14.1.1. Time lag - first result
Date of first release of national data: T+6
14.1.2. Time lag - final result
Date of first release of national data: T+12
14.2. Punctuality
Punctuality refers to the time lag between the release date of data and the target date on which they were scheduled for release as announced officially.
14.2.1. Punctuality - delivery and publication
Punctuality of time schedule of data release = (Actual date of the data release) - (Scheduled date of the data release)

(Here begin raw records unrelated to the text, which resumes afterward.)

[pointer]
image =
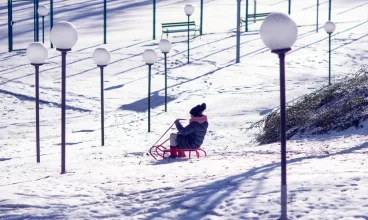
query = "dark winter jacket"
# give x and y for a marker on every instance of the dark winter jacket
(192, 136)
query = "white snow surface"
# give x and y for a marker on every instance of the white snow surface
(327, 174)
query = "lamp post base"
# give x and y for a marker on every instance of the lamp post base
(102, 106)
(281, 53)
(37, 65)
(63, 101)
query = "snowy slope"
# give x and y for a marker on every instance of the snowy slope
(327, 175)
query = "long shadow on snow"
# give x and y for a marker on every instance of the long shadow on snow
(32, 99)
(206, 194)
(142, 104)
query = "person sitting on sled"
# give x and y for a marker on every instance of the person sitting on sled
(191, 136)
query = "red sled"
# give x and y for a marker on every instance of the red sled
(160, 151)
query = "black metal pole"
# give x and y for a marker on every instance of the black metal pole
(329, 10)
(51, 18)
(329, 58)
(43, 29)
(105, 22)
(317, 16)
(102, 108)
(149, 97)
(154, 19)
(255, 11)
(165, 55)
(201, 24)
(238, 32)
(63, 100)
(281, 53)
(37, 67)
(246, 15)
(37, 22)
(188, 36)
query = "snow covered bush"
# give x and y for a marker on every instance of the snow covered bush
(332, 108)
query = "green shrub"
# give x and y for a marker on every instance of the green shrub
(335, 107)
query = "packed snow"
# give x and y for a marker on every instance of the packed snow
(327, 174)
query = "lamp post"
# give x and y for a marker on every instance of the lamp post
(105, 21)
(154, 20)
(37, 54)
(188, 9)
(43, 11)
(51, 19)
(329, 28)
(101, 57)
(64, 36)
(165, 47)
(279, 32)
(238, 32)
(329, 10)
(149, 57)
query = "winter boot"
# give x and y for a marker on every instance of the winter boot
(181, 153)
(173, 152)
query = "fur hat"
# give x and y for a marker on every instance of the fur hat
(197, 111)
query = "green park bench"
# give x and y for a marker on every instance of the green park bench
(176, 27)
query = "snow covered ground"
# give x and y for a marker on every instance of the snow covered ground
(327, 175)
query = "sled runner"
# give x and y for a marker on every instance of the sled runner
(160, 151)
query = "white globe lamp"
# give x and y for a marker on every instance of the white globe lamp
(64, 36)
(278, 31)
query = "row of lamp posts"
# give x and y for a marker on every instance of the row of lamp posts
(64, 36)
(278, 32)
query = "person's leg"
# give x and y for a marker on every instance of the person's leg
(173, 144)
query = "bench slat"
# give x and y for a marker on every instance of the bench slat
(177, 31)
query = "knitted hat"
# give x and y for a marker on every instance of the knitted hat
(197, 111)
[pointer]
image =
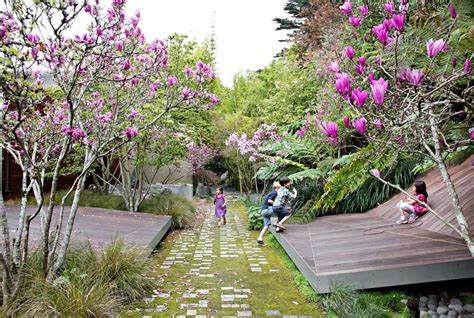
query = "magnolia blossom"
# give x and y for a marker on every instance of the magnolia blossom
(130, 132)
(452, 11)
(434, 47)
(346, 8)
(334, 67)
(330, 129)
(389, 7)
(349, 52)
(398, 21)
(379, 87)
(376, 173)
(359, 96)
(360, 125)
(346, 121)
(415, 77)
(343, 84)
(355, 21)
(378, 123)
(170, 81)
(381, 32)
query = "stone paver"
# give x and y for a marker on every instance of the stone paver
(207, 272)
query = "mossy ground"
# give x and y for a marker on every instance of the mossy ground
(272, 288)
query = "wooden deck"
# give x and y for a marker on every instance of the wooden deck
(370, 250)
(100, 226)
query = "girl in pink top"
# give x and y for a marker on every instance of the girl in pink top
(410, 210)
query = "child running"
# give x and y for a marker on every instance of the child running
(281, 205)
(411, 210)
(267, 212)
(221, 208)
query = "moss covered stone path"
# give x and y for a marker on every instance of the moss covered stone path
(212, 271)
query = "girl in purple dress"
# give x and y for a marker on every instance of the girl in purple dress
(220, 202)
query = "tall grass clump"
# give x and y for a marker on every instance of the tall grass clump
(91, 283)
(179, 208)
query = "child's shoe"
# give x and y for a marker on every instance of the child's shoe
(403, 220)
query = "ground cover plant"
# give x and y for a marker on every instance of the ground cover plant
(91, 283)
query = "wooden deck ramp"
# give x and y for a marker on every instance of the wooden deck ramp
(369, 250)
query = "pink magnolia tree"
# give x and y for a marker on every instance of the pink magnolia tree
(104, 78)
(395, 104)
(253, 149)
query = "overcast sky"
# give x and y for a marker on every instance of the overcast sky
(244, 30)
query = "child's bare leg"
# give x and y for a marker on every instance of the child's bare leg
(285, 219)
(262, 233)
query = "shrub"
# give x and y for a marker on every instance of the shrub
(90, 284)
(343, 301)
(179, 208)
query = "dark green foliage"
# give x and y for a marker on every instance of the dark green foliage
(373, 192)
(254, 218)
(343, 301)
(366, 191)
(91, 283)
(178, 207)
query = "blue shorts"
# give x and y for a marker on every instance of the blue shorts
(267, 214)
(280, 212)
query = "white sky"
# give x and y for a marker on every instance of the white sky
(245, 33)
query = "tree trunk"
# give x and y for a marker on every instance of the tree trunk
(6, 249)
(461, 219)
(21, 219)
(70, 223)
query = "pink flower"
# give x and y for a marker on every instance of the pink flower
(359, 69)
(126, 65)
(214, 99)
(355, 21)
(359, 125)
(343, 84)
(130, 132)
(186, 92)
(389, 7)
(378, 60)
(78, 133)
(329, 129)
(415, 77)
(398, 21)
(378, 123)
(434, 47)
(382, 33)
(379, 87)
(350, 52)
(334, 67)
(346, 8)
(346, 121)
(133, 113)
(170, 81)
(359, 96)
(452, 11)
(376, 173)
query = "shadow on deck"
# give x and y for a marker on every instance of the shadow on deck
(370, 250)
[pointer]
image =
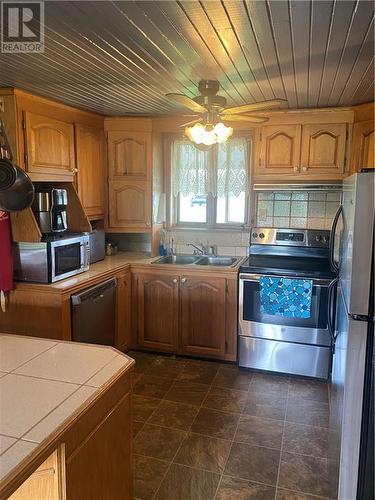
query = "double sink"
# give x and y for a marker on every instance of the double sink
(199, 260)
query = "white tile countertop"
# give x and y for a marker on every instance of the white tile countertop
(42, 384)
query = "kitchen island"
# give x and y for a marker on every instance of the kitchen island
(65, 420)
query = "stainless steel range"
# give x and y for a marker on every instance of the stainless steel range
(296, 336)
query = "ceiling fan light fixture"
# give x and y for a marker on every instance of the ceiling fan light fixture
(208, 134)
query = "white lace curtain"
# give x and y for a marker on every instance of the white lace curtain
(220, 171)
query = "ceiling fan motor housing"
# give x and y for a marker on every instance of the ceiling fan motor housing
(209, 99)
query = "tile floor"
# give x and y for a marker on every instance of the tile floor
(205, 430)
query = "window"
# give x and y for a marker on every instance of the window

14.2.1.1. Deadline and date of data transmission
| Transmission of provisional data | Transmission of final data | |
|---|---|---|
| Legally defined deadline of data transmission (T+_ months) | 6 | 12 |
| Actual date of transmission of the data (T+x months) | 6 | 12 |
| Delay (days) | -23 | -13 |
| Reasoning for delay | Not available. |
Not available. |
15.1. Comparability - geographical
See below.
15.1.1. Asymmetry for mirror flow statistics - coefficient
Not requested.
15.1.2. Survey Concepts Issues
The following table lists a number of key survey concepts and conceptual issues; it gives reference to the Commission Regulation No 2020/1197, Frascati manual and the EBS Methodological Manual on R&D Statistics paragraphs with recommendations about these concepts / issues.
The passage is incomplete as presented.